I 10 comandamenti di Casaleggio traditi dagli adepti

A mettere in fila le promesse disattese, bistrattate o più semplicemente dimenticate esce fuori un decalogo. Sono i “dieci comandamenti traditi” dal Movimento. Perché tanto è cambiato, rispetto all’ortodossia fondativa di Gianroberto Casaleggio. E tantissimo è destinato a cambiare, con l’avvento dei rampanti capitanati da Luigi Di Maio. «Che fine ha fatto la Rete? – domanda il professor Paolo Becchi, a lungo ideologo dei cinquestelle -E che cosa c’entra il direttorio? Le idee di Gianroberto non si concretizzeranno mai, lo spirito delle origini è stato tradito. Assomigliano a un partito».
Il direttorio: ovvero, un partito
Il muro di Berlino del Movimento crolla il 28 novembre 2014. Il guru è già malato, lo schiaffo delle Europee fa il resto. La Casaleggio associati inventa il direttorio e cancella la regola aurea del non statuto, che recita: «Il M5S non è un partito politico. Vuole realizzare uno scambio di opinioni e confronto democratico senza la mediazione di organismi direttivi o rappresentativi». Finisce con un direttivo, imposto da Milano con una lista bloccata. Nulla sarà più come prima.

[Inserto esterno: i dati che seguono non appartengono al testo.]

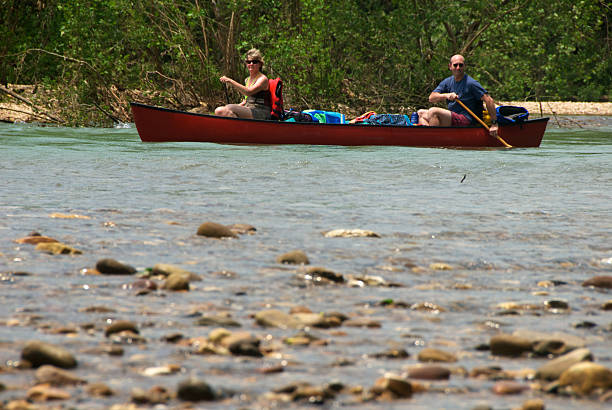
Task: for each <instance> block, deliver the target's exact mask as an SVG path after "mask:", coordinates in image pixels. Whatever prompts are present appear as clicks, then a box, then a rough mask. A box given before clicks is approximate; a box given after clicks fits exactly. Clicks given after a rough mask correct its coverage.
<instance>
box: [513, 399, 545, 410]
mask: <svg viewBox="0 0 612 410" xmlns="http://www.w3.org/2000/svg"><path fill="white" fill-rule="evenodd" d="M545 408H546V406H545V403H544V400H542V399H530V400H527V401H526V402H524V403H523V404H522V405H521V407H520V409H519V410H544V409H545Z"/></svg>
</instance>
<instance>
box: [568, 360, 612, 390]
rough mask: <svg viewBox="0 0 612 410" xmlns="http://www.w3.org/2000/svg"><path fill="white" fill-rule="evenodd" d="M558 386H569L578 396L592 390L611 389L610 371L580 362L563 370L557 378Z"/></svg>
mask: <svg viewBox="0 0 612 410" xmlns="http://www.w3.org/2000/svg"><path fill="white" fill-rule="evenodd" d="M559 385H560V386H571V388H572V390H573V391H574V392H575V393H577V394H580V395H588V394H590V393H591V392H592V391H593V390H594V389H596V388H601V389H603V390H607V389H612V370H610V369H608V368H607V367H605V366H602V365H600V364H597V363H593V362H580V363H577V364H575V365H573V366H572V367H570V368H569V369H567V370H565V371H564V372H563V373H562V374H561V377H559Z"/></svg>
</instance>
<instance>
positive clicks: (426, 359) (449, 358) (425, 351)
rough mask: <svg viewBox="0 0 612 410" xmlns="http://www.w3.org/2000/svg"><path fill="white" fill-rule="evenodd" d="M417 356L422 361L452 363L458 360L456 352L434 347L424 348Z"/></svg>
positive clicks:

Francescani a 10 mila euro al mese
«Ci dimezzeremo lo stipendio», fu la promessa, «saremo francescani». Tutto, in realtà, si regge su un immenso equivoco lessicale. I parlamentari cinquestelle trattengono 2.500 dei 5 mila euro della paga base, ma possono contare su altri 3.500 euro di diaria, più i rimborsi. E la cifra lievita. Un calcolo su un campione casuale l’ha fatto il Foglio: la spesa media mensile è passata dai 5.600 euro del 2013 ai 7 mila del 2015. Con la paga base, il totale sfora i 10 mila. Reggerà in campagna elettorale la svolta “francescana”?
I buchi nella Rete
«Noi siamo quelli della Rete – ripete Grillo – noi parliamo ai cittadini senza mediazioni». Sempre meno, o meglio: con minor interazione rispetto al passato. I commenti sul blog si riducono. E la piattaforma dove gli iscritti formulano le leggi sembra un deserto.
La tv è morta
«La tv è morta da un pezzo, gli unici a non saperlo sono quelli che ci vanno. Un mondo senza Minzolini, Vespa, Fazio, nel quale il caravanserraglio dei politici svanirebbe». (Beppe Grillo, 2010). Quattro anni dopo, il leader sprofonda sulle poltroncine di Porta a Porta. È la fine della grande scomunica. Da lì in poi, è caccia grossa per assicurarsi un grillino in trasmissione.
Niente talk, viva i talk
Chissà cosa direbbe il senatore Marino Mastrangeli, buttato fuori nel 2013 per aver violato il codice di comportamento: «Evitare la partecipazione ai talk show televisivi». Tre anni dopo, i cinquestelle affollano i palinsesti. «All’inizio dovevamo imparare – è la linea di Alessandro Di Battista – oggi sappiamo far passare il messaggio».
Il brutto della diretta
«Avevamo iniziato con le dirette, siamo finiti a guardare quelle del Pd...», si arrovella Becchi. Alzi la mano chi non ricorda la novità dello streaming. Dura poco, troppi litigi. Si spengono le telecamere e i veri summit sono ospitati dalla Casaleggio associati.
Liste, un rebus
Recita il non statuto: «Pubbliche, trasparenti e non mediate saranno le discussioni inerenti alle candidature». Le liste per le amministrative, in realtà, rasentano il caos. Il problema? Un meccanismo contorto che consente il voto online solo ai Comuni più grandi, gli altri si arrangino. E allora i meet up si scontrano e gli iscritti litigano. Anche perché il simbolo lo concede Milano, oppure lo nega: è finita così a Salerno, Rimini, Ravenna.
Primarie (quasi) sempre
A Torino, Chiara Appendino è scelta per acclamazione. A Bologna Max Bugani, vicino alla Casaleggio, è imposto dal blog. E il voto degli iscritti?
Prometto e non mantengo?
A Parma, nel 2012, la prima vittoria. Storica, come la promessa in campagna elettorale: «Fermeremo l’inceneritore». Finisce in un altro modo, e il sindaco Federico Pizzarotti viene scomunicato, ma resta nel M5S. Che fine ha fatto quella promessa?
Uno valeva uno
Tirando le somme, lo slogan più abusato del grillismo è ormai in cantina. Lo dimostra l’ascesa di Di Maio, il direttorio, la selezione ossessiva dei volti tv. Uno non vale uno, a occhio.